Tip-enhanced nanospectroscopy beyond ambient
Recently, there have been tremendous developments in material science and its growth technologies of nanoscale materials, which turn out to show new characteristic features distinctly different from those of its bulk counterparts. However, in contrast to the rapid growth of fabrication techniques, the progress in analytical techniques for such nanoscale materials has been deliberately slow. In order to characterize the local properties of the material, particularly with nanoscale heterogeneity, the spatial resolution has to go beyond the scale of heterogeneous distribution in the nanoscale. Tip-enhanced nanospectroscopy has been recently recognized as one of the promising analytical tools that can access local properties of the materials both through topographic and chemical contrasts. This is based on the fact that tip-enhanced nanospectroscopy is the synergy of the virtues of both scanning probe microscopy (SPM) and optical spectroscopy. In this sense, the high spatial resolution beyond the diffraction limit of light can be determined by SPM while the high chemical contrast is provided by a variety of optical spectroscopies. So far, numerous tip-enhanced nanospectroscopy techniques, such as fluorescence, two-photon excited fluorescence, infrared absorption, Raman, and nonlinear Raman spectroscopy have been reported and certainly, more spectroscopic techniques will be implemented for tip-enhancement in the near future.

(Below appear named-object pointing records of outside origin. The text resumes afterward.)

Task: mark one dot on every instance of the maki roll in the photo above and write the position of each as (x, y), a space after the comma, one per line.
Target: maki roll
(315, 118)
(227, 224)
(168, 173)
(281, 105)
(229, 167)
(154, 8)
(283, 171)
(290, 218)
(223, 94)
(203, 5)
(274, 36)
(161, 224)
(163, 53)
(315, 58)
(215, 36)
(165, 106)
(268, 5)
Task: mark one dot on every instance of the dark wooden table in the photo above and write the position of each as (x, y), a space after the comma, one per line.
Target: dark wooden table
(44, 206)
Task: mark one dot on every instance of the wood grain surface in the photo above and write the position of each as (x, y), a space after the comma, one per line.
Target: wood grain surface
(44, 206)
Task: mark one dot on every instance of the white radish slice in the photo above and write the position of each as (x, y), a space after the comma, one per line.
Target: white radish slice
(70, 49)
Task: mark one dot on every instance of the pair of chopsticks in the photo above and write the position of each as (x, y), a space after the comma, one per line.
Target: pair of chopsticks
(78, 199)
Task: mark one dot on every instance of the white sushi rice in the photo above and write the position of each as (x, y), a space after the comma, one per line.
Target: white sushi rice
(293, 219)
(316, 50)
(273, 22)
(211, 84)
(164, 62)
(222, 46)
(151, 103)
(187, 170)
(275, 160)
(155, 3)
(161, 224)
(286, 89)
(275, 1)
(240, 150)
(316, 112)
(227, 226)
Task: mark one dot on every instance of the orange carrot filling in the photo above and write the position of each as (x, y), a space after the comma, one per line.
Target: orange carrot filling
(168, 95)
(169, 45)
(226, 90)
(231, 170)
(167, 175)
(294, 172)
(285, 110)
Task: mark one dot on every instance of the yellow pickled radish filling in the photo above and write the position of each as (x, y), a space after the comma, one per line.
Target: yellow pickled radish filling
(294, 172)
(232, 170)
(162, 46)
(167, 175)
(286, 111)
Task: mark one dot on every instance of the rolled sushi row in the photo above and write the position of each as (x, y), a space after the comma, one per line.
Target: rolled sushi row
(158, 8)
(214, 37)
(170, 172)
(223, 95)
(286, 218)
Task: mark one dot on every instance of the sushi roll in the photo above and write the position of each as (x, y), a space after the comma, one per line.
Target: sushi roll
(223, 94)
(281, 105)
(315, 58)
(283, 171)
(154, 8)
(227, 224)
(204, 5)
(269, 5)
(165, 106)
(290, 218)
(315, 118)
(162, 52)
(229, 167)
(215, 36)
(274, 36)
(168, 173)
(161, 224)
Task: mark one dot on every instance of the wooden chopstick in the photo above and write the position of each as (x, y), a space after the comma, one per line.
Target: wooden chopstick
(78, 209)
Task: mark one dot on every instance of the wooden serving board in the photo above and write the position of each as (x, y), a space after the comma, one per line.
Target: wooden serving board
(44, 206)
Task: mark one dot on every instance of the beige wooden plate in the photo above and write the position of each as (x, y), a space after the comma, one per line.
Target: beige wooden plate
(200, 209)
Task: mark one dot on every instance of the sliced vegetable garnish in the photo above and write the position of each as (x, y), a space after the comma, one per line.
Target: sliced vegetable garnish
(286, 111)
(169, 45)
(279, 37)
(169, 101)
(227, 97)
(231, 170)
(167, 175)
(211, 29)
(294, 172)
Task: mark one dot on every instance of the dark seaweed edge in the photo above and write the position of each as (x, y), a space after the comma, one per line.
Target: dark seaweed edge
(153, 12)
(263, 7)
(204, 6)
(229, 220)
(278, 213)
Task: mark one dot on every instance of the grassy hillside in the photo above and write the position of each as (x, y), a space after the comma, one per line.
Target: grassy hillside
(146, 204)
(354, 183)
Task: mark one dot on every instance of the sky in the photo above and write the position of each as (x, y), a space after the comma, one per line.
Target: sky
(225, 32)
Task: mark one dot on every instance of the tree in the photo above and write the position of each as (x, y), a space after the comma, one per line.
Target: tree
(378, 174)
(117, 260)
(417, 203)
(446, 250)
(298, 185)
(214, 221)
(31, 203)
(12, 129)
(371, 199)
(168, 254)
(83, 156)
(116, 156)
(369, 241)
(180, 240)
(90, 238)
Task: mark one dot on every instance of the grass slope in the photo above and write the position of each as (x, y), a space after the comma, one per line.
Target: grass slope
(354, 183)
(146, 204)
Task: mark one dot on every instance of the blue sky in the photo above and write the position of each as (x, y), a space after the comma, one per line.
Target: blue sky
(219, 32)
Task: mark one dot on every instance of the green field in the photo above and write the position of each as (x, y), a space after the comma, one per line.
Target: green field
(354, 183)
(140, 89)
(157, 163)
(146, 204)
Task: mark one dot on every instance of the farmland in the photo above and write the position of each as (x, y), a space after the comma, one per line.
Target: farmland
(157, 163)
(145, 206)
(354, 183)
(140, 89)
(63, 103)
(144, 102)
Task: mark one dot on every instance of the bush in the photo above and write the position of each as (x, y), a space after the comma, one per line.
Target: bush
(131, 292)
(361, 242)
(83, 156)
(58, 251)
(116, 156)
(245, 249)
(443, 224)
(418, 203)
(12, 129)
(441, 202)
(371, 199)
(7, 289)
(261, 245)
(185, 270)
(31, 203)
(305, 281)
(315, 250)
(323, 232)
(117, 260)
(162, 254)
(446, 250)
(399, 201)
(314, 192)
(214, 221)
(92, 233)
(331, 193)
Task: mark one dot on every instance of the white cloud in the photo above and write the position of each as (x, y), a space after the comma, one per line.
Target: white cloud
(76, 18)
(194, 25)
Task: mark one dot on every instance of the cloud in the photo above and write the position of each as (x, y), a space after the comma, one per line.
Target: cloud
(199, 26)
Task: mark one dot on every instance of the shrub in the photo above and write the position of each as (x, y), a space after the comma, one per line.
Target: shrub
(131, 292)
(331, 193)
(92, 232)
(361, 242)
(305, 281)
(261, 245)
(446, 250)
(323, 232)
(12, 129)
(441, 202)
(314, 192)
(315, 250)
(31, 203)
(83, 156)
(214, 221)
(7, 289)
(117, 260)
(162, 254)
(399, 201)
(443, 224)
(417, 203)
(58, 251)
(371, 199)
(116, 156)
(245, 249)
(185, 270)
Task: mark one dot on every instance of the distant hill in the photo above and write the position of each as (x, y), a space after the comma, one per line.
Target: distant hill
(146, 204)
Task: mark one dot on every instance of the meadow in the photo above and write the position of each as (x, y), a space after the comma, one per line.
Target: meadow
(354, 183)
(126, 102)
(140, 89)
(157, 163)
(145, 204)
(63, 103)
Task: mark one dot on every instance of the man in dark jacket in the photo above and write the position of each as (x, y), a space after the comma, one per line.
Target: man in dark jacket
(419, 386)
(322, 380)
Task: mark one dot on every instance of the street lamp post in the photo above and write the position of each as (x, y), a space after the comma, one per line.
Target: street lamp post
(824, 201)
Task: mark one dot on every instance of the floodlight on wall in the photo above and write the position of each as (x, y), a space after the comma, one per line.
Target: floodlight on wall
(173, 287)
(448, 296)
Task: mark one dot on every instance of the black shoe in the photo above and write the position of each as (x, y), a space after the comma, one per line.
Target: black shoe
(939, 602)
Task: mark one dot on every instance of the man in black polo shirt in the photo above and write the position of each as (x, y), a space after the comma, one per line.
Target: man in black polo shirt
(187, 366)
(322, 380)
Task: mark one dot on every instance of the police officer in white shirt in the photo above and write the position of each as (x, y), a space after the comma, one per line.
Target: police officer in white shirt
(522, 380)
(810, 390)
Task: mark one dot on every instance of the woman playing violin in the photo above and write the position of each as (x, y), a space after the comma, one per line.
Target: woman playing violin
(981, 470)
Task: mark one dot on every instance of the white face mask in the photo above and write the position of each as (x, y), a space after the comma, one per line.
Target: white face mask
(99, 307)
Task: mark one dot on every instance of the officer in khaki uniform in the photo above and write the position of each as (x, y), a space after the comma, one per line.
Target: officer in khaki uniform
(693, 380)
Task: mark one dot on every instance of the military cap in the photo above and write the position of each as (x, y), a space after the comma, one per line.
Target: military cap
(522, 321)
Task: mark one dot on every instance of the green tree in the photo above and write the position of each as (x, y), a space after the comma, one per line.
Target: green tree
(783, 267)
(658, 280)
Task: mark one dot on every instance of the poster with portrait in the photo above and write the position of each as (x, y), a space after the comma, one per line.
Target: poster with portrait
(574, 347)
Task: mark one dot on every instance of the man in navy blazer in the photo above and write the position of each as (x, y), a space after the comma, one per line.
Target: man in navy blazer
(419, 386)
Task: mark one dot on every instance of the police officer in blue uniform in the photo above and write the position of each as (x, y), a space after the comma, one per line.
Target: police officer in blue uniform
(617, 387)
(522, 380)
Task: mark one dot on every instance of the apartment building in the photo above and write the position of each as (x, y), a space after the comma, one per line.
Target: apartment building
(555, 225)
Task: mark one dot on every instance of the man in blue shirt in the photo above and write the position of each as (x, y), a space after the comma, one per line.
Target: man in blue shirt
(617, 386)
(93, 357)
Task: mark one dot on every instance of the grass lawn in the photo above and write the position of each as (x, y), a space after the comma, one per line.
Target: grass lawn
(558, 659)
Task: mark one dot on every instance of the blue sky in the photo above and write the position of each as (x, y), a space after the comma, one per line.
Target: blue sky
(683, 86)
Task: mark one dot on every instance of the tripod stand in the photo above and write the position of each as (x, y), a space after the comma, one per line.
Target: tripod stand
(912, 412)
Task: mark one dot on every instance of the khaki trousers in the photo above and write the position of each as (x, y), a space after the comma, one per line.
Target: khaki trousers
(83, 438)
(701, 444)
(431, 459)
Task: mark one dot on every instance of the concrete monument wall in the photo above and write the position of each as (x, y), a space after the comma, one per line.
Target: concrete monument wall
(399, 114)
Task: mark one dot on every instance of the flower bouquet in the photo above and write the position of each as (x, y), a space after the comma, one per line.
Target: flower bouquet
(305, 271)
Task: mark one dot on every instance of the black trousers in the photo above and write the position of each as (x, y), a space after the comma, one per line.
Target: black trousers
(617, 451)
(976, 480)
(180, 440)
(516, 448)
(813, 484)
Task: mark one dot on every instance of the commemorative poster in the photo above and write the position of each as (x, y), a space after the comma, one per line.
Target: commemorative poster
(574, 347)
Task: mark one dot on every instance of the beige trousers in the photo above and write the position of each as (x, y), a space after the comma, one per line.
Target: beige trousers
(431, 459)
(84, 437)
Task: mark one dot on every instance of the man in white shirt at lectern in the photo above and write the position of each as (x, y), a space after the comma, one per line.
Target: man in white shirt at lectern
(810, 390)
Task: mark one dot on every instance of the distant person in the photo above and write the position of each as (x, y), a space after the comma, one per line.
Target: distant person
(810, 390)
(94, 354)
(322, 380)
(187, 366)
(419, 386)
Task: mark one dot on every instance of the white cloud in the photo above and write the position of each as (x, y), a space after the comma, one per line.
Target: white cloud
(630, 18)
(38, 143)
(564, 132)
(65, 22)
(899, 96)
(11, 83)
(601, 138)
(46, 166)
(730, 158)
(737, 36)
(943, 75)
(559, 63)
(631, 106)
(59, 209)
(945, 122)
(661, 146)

Among the various tip-enhanced nanospectroscopic techniques, tip-enhanced Raman spectroscopy is the first reported and the most developed spectroscopy and it is now recognized as TERS because of the analogy with the well-known surface enhanced Raman spectroscopy (SERS). However, there has been a big barrier to break down the spatial resolution limit of 10 nm in TERS imaging. Moreover, since TERS has been initially developed primarily by the optics/photonics researchers, it works only in an ambient condition limiting the number of applicable materials. In order to make TERS a promising analytical tool for material science in the nanoscale, it is essential to break the barriers of both the spatial resolution and the working environment. In this presentation, we will introduce the history of TERS development and the recent challenges toward an ultimate spatial resolution in the multi-environmental systems.